Walking–Stick Flute/Oboe, ca. 1750–57
Georg Henrich Scherer (German, 1703–1778)
Narwhal tusk, ivory, gilt brass; L. 42 1/4 in. (107.3 cm)
Purchase, Amati Gifts, 2006 (2006.86a–c)
This rare instrument, combining a transverse flute and an oboe in the form of a walking stick, is made of narwhal tusk, a precious material once valued more highly than gold and believed to be from the horn of the mythological unicorn. The upper part of the walking stick is fashioned as a transverse flute and the lower part as an oboe. To play the instrument as an oboe, a double reed must be inserted at the lower end and the one key repositioned.

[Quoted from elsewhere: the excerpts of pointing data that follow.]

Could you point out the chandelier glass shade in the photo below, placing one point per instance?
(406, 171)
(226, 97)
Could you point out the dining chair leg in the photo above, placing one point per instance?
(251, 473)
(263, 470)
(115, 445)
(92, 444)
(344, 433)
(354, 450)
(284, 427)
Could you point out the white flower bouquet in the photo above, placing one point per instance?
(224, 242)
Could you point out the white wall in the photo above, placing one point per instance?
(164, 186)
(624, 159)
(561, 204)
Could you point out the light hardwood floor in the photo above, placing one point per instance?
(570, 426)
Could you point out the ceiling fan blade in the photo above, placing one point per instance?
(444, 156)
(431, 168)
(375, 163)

Only two walking-stick instruments made of an undivided narwhal tusk are known to survive, this example and one at the Hessiche Landesmuseum in Darmstadt. Both instruments bear the stamp of Georg Henrich Scherer, the last and most important of a well-known eighteenth-century family of German woodwind makers. He noted many important individuals among his clientele, including the flute collector and player Frederick the Great. Indeed, although no documentary evidence exists, oral tradition holds that this instrument was a gift from Frederick to Friedrich von der Horst, his finance minister. It remained in the von der Horst family until auctioned in 2005.